Data Catalog in Open Data Hub

Data Catalog

In the Open Data Hub v0.5.0 release, we introduced Data Catalog. It is a set of components to read data stored in Data Lakes, create tables and query them in a SQL-like style. You can find below a picture of the simplified architecture of Data Catalog:

alt text

These are the components that are part of Data Catalog:

  • Hive Metastore, responsible for maintaining the table metadata created by the user to query the data stored in Ceph/S3
  • Spark SQL Thrift server to enable an endpoint where clients can connect using an ODBC/JDBC connection
  • Cloudera Hue as a Data Exploration tool to explore the Data Lake, create tables and query them. You can also create dashboards using the tables managed by Hive Metastore

In the next section we’ll cover each component in details.

Hive Metastore

The Hive Metastore component is part of Apache Hive and stores all metadata related to Hive tables. A Hive table is a special structure where you can expose your data, whether they are unstructred, semi-structured or structured data, as a table. That way you can use SQL syntax to query this data directly from where the data is stored without the need to use ETL workflows to insert your data into a relational or NoSQL Database.

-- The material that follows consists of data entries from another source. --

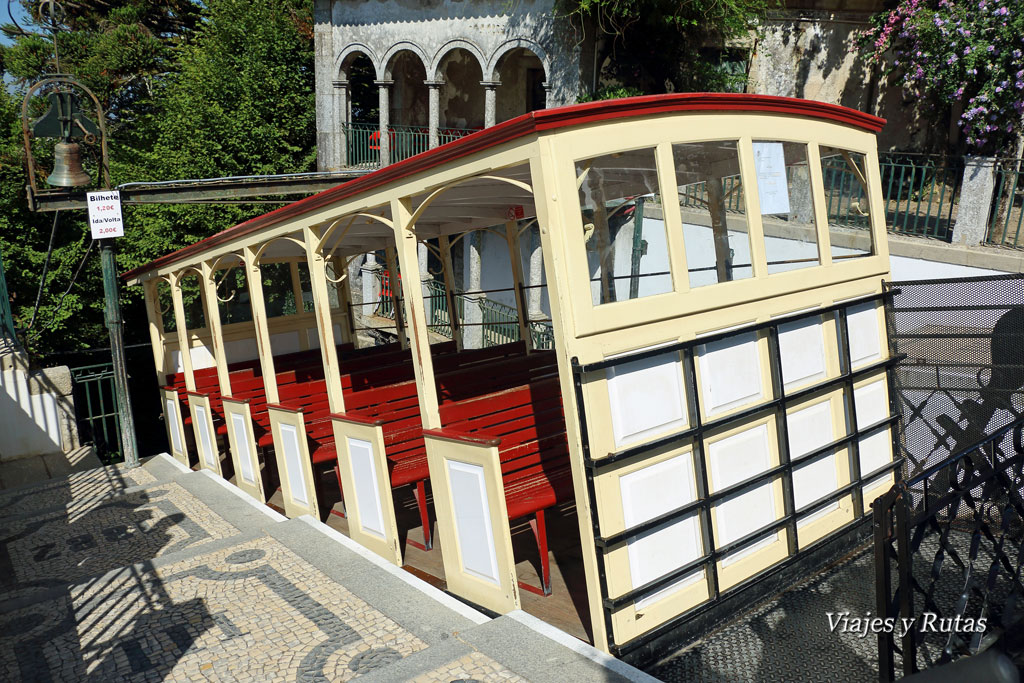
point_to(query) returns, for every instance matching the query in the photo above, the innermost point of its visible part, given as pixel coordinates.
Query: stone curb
(438, 596)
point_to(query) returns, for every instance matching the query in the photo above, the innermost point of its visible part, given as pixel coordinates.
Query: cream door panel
(175, 426)
(242, 441)
(292, 452)
(369, 501)
(206, 436)
(472, 522)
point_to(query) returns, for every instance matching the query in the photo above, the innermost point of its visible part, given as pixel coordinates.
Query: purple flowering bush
(968, 52)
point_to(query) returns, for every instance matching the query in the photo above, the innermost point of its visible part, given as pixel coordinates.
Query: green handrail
(363, 142)
(6, 317)
(500, 323)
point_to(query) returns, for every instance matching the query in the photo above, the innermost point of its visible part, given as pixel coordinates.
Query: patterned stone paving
(89, 484)
(94, 536)
(251, 612)
(473, 667)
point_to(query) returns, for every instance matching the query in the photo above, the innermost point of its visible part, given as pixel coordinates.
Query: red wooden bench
(527, 426)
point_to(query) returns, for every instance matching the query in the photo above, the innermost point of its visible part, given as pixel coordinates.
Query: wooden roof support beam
(184, 347)
(254, 280)
(394, 284)
(325, 325)
(211, 309)
(512, 238)
(157, 335)
(407, 247)
(449, 270)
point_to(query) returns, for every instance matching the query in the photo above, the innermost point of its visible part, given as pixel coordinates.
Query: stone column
(472, 334)
(341, 116)
(489, 102)
(536, 275)
(434, 111)
(975, 201)
(384, 105)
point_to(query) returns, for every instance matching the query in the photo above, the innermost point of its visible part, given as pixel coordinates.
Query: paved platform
(164, 573)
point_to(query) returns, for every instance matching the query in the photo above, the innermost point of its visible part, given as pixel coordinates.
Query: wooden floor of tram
(565, 608)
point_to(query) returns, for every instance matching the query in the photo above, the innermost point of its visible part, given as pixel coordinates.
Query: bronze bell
(68, 171)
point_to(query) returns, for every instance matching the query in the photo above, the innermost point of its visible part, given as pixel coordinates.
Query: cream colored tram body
(704, 365)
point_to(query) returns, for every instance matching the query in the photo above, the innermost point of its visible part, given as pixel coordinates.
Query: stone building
(441, 69)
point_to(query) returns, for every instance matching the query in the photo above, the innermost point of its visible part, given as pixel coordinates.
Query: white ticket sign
(772, 187)
(104, 214)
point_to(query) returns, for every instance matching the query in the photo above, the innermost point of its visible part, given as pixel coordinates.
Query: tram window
(623, 229)
(278, 292)
(232, 294)
(783, 179)
(847, 203)
(714, 212)
(306, 287)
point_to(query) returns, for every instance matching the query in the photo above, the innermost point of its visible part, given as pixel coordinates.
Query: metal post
(115, 324)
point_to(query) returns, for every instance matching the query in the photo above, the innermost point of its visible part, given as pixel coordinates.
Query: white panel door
(802, 351)
(730, 373)
(735, 459)
(809, 429)
(871, 407)
(865, 338)
(646, 397)
(293, 464)
(206, 439)
(646, 494)
(368, 497)
(238, 426)
(472, 520)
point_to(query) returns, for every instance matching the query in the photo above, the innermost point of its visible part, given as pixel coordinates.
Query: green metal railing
(921, 193)
(96, 410)
(500, 323)
(363, 142)
(1008, 215)
(6, 318)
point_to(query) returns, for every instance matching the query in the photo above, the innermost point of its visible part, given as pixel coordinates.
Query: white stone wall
(37, 411)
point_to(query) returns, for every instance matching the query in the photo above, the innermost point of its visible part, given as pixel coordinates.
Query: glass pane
(166, 305)
(232, 294)
(712, 203)
(786, 205)
(306, 287)
(278, 292)
(192, 298)
(847, 203)
(626, 250)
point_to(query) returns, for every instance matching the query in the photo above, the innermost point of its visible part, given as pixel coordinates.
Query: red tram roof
(532, 122)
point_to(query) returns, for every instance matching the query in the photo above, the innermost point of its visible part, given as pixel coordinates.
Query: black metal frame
(901, 523)
(695, 434)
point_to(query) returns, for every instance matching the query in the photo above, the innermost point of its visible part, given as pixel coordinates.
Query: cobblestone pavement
(164, 574)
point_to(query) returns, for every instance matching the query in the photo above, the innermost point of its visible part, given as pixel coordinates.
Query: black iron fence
(964, 374)
(947, 558)
(95, 399)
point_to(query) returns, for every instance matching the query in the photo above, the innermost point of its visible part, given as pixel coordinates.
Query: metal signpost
(105, 223)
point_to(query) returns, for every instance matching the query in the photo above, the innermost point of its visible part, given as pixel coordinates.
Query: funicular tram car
(715, 408)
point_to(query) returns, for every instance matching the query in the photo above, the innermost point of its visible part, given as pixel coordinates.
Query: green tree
(964, 56)
(660, 45)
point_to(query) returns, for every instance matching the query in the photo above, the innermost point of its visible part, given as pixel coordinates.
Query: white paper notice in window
(772, 188)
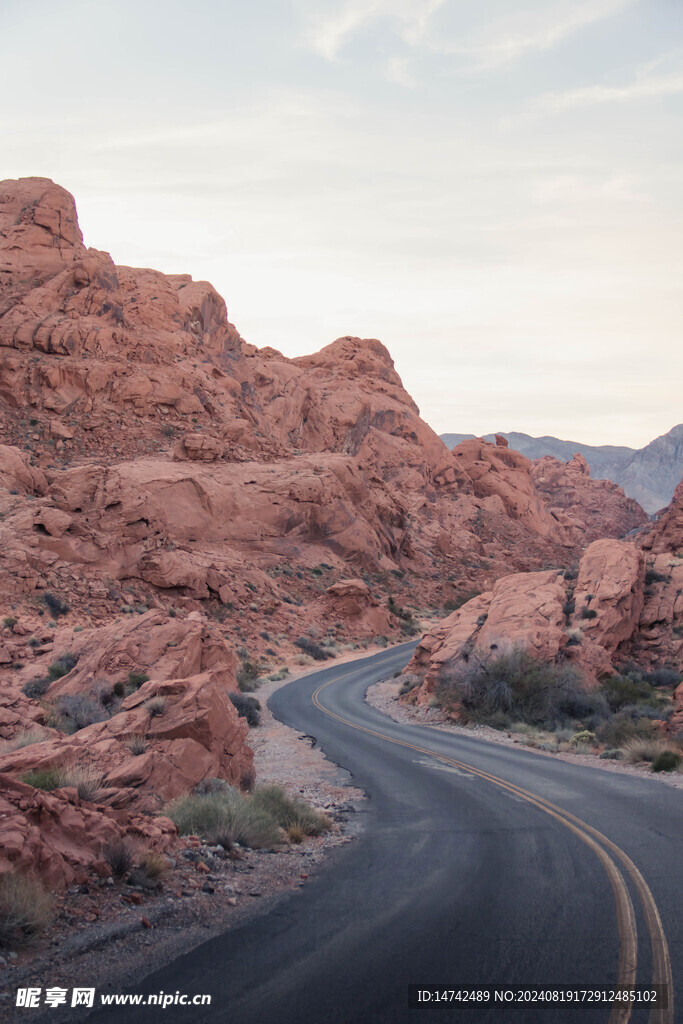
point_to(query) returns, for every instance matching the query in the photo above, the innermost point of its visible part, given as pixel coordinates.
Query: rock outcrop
(624, 604)
(170, 495)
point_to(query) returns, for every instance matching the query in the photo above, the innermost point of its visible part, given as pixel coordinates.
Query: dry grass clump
(154, 864)
(23, 738)
(224, 816)
(291, 812)
(26, 909)
(647, 749)
(119, 855)
(85, 779)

One of the advantages of using Hive tables is you don’t need to write a full ETL (Extract-Transform-Load) workflow to have your data available to read from traditional SQL clients. It is possible to partition the data according to your needs too.

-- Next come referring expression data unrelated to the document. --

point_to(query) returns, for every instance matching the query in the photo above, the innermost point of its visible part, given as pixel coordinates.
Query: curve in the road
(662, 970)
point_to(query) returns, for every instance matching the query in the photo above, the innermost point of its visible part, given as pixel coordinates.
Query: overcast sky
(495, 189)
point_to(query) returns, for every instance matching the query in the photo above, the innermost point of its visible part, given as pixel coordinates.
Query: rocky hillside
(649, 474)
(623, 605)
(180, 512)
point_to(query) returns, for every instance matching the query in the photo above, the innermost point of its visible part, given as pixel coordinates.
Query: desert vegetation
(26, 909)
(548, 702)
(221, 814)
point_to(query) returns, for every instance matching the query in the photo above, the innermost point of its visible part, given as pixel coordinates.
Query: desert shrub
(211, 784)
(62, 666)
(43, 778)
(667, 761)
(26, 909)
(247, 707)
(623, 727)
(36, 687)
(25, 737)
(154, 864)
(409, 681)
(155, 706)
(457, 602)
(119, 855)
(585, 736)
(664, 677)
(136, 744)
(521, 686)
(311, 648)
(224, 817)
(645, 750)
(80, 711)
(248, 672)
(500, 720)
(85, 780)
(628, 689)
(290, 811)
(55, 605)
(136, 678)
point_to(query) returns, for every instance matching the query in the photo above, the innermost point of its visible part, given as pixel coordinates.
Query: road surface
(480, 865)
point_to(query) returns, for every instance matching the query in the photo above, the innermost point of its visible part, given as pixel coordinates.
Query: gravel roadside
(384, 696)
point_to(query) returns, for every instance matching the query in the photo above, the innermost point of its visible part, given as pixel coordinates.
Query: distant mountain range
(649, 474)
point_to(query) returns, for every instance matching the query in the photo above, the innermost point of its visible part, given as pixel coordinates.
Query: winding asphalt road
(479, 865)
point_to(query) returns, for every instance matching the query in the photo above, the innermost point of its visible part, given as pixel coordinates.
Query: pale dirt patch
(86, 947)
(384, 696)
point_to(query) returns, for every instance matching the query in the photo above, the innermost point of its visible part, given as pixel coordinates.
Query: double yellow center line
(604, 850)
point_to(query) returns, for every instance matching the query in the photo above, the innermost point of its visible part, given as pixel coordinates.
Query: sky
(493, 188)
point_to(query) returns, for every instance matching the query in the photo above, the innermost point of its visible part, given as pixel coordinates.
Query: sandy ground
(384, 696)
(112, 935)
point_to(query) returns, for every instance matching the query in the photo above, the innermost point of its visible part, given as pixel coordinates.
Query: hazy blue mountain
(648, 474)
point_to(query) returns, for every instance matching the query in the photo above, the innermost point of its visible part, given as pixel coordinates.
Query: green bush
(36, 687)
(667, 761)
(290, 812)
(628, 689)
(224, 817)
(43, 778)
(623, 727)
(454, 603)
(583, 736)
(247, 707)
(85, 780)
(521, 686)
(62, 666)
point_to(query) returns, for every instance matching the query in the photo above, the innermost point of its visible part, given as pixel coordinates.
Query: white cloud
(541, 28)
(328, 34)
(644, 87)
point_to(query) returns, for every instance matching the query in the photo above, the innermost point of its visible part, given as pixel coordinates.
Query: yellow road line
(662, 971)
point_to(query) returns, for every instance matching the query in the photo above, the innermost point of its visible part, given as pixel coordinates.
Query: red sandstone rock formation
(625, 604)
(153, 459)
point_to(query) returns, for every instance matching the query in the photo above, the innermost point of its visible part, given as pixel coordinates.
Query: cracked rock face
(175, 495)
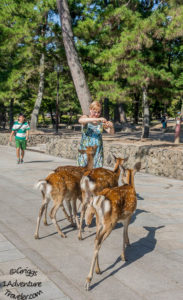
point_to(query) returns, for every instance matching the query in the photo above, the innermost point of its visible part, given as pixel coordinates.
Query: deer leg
(75, 212)
(125, 237)
(70, 219)
(42, 208)
(81, 220)
(53, 217)
(102, 235)
(65, 212)
(45, 214)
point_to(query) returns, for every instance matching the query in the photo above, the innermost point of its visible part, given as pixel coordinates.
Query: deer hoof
(36, 236)
(87, 285)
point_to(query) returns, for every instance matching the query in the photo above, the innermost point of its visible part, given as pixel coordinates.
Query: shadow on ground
(134, 252)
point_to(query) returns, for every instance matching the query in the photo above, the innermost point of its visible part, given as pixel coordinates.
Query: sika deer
(62, 185)
(57, 187)
(101, 178)
(78, 172)
(111, 205)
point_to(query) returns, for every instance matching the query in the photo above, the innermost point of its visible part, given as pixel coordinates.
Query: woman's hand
(109, 124)
(103, 120)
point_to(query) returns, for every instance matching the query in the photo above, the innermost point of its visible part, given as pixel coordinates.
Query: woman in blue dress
(92, 128)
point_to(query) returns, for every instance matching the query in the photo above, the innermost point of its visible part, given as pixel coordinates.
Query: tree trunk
(182, 106)
(145, 129)
(37, 105)
(106, 108)
(11, 113)
(122, 115)
(136, 109)
(75, 67)
(116, 114)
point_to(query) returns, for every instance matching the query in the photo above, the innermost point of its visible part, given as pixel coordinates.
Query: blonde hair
(96, 105)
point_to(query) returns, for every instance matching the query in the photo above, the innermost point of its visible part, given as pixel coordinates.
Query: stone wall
(156, 160)
(33, 140)
(162, 160)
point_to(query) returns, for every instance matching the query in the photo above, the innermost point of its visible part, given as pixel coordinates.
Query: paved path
(155, 259)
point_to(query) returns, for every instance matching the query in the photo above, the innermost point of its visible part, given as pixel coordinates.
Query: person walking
(178, 128)
(21, 131)
(92, 128)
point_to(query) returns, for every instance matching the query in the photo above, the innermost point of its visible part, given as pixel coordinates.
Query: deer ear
(137, 167)
(81, 151)
(113, 156)
(123, 170)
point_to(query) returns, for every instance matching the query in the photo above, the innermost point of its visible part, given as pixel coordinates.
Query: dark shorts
(21, 144)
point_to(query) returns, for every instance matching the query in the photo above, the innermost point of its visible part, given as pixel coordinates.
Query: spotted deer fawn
(101, 178)
(62, 185)
(111, 205)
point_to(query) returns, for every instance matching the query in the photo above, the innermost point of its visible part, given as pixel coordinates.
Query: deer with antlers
(111, 205)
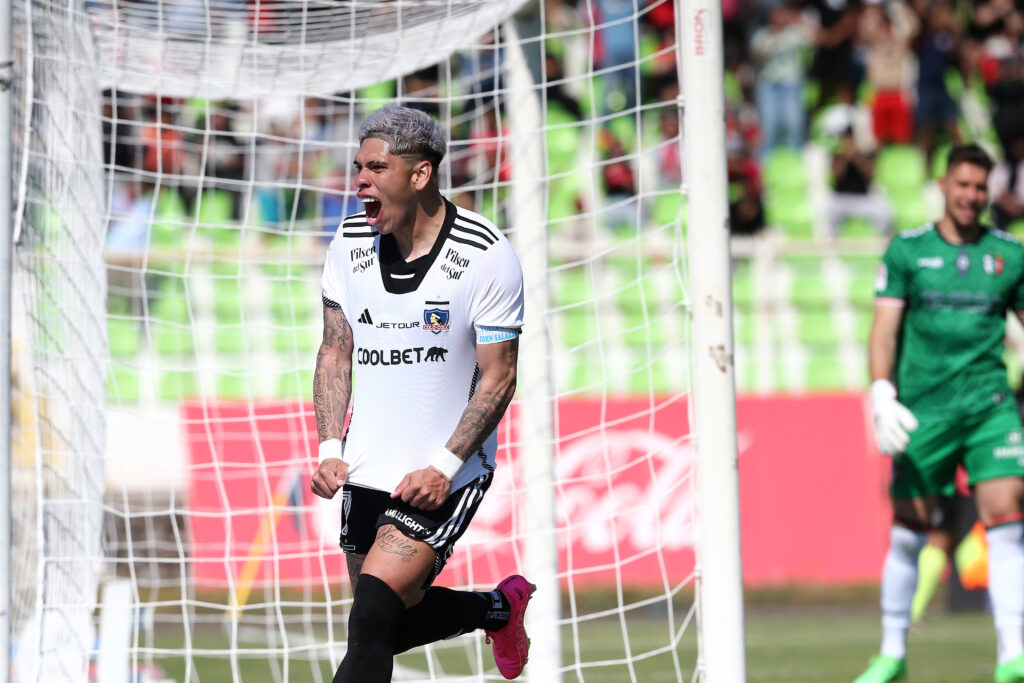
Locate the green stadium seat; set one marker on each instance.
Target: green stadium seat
(911, 211)
(862, 327)
(808, 290)
(235, 385)
(377, 95)
(900, 169)
(743, 290)
(858, 228)
(637, 331)
(171, 306)
(581, 327)
(228, 300)
(586, 376)
(779, 377)
(173, 385)
(860, 292)
(783, 173)
(573, 287)
(169, 229)
(939, 157)
(296, 339)
(743, 328)
(172, 338)
(296, 384)
(824, 373)
(793, 217)
(123, 337)
(817, 329)
(656, 379)
(562, 197)
(229, 339)
(563, 139)
(122, 384)
(291, 301)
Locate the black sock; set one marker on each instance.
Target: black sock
(373, 625)
(445, 613)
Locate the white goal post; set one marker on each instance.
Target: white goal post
(176, 169)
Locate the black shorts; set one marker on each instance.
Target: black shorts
(365, 510)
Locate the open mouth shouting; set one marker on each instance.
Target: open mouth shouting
(373, 208)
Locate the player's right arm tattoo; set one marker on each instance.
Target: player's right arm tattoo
(494, 392)
(333, 377)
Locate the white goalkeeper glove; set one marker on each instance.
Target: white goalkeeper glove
(893, 421)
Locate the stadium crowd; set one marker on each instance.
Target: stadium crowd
(854, 77)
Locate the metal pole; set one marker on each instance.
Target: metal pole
(720, 572)
(537, 454)
(6, 74)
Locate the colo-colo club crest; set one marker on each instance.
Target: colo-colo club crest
(436, 319)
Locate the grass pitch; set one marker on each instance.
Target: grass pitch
(792, 643)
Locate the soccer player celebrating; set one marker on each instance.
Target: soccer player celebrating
(435, 293)
(943, 291)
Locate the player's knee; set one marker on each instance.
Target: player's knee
(906, 541)
(376, 610)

With Hive Metastore, you can catalog your data in order to extract the best from your Data Lake.

Spark SQL Thrift Server

The main feature in Spark SQL Thrift Server is to use the power of Spark SQL and Dataframes to query the data from a Data Lake, by creating a query plan and run in a Spark cluster to extract all information needed.

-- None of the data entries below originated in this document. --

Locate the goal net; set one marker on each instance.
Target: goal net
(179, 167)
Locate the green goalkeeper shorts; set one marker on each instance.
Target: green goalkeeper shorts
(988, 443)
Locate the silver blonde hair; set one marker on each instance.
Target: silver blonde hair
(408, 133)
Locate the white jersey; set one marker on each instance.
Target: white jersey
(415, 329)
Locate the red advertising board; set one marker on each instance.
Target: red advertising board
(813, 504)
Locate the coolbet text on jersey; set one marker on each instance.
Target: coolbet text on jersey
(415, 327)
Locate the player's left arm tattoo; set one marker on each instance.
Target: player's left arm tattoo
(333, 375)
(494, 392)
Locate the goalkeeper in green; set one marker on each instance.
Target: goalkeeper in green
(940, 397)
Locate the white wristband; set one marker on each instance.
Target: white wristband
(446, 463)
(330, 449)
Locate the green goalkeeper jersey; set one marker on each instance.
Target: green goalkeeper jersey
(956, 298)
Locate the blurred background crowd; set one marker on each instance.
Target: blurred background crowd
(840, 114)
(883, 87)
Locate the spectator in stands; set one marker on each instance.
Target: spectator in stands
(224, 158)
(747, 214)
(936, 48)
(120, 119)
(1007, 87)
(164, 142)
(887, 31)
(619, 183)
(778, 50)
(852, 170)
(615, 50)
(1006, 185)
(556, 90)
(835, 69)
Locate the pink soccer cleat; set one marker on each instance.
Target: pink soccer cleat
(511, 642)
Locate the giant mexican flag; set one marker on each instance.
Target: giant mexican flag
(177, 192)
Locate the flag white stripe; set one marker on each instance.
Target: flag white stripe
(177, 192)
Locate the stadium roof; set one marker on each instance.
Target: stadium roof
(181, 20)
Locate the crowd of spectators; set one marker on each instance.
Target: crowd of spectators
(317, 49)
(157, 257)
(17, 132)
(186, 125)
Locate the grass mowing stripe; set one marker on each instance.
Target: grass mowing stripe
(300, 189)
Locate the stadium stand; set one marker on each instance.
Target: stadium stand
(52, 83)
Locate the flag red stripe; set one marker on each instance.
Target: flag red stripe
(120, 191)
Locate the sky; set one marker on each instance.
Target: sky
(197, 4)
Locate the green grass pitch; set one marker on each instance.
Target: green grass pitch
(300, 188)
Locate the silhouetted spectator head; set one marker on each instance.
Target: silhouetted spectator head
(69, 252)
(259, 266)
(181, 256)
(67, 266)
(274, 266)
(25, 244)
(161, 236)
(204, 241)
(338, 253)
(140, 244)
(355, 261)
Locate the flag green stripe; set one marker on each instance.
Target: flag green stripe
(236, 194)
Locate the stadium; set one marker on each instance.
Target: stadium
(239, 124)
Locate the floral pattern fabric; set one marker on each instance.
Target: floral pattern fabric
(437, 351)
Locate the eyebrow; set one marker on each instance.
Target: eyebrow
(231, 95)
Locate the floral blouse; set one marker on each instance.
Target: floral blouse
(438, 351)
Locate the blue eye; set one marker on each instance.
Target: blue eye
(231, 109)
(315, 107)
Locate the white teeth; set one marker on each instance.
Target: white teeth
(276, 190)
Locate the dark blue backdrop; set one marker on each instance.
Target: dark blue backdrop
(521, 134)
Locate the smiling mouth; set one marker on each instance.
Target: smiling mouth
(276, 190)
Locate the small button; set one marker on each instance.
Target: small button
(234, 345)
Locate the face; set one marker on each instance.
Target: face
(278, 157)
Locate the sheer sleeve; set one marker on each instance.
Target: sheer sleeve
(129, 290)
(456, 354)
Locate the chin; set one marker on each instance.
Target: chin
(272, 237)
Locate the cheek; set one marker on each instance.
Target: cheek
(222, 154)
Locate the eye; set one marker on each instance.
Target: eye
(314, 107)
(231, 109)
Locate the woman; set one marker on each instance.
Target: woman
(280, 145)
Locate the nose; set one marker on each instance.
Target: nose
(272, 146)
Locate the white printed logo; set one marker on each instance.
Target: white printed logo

In order to use the Spark SQL features, Thrift Server exposes a ODBC/JDBC endpoint so clients like SquirrelSQL, Tableau, Superset or any SQL client can connect to it and issue SQL statements using raw data stored in your Data Lake.

Cloudera Hue

Cloudera Hue is a Data Exploration tool where you can explore your Data Lake for the files stored and issue SQL statements in a Hive instance. Data Catalog combines Hive Metastore and Spark SQL Thrift Server to have all Hive features.

With Hue, you can explore the raw data from the Data Lake, create a set of hive tables and expose them to Data Scientists to create models based on that data.

Sample Use Cases

1) Data Exploration: You can explore your Data Lake to look at the data structure, as well as creating a table structure to query them. 2) Data Catalogging: After exploring the data and creating tables based on them, you can document the data by creating metadata against it. With that, you can share with Data Scientists the tables so they can understand what are the features they need to create their models.

Further improvements

With Cloudera Hue in the Data Catalog architecture, it is possible to create visualizations with the data too. As for now, this feature is disabled as some other components are required to make it work. The Open Data Hub team will evalute the option to include this Hue feature in Data Catalog. Superset can be a good replacement for Data Visualization tasks, or Jupyterhub.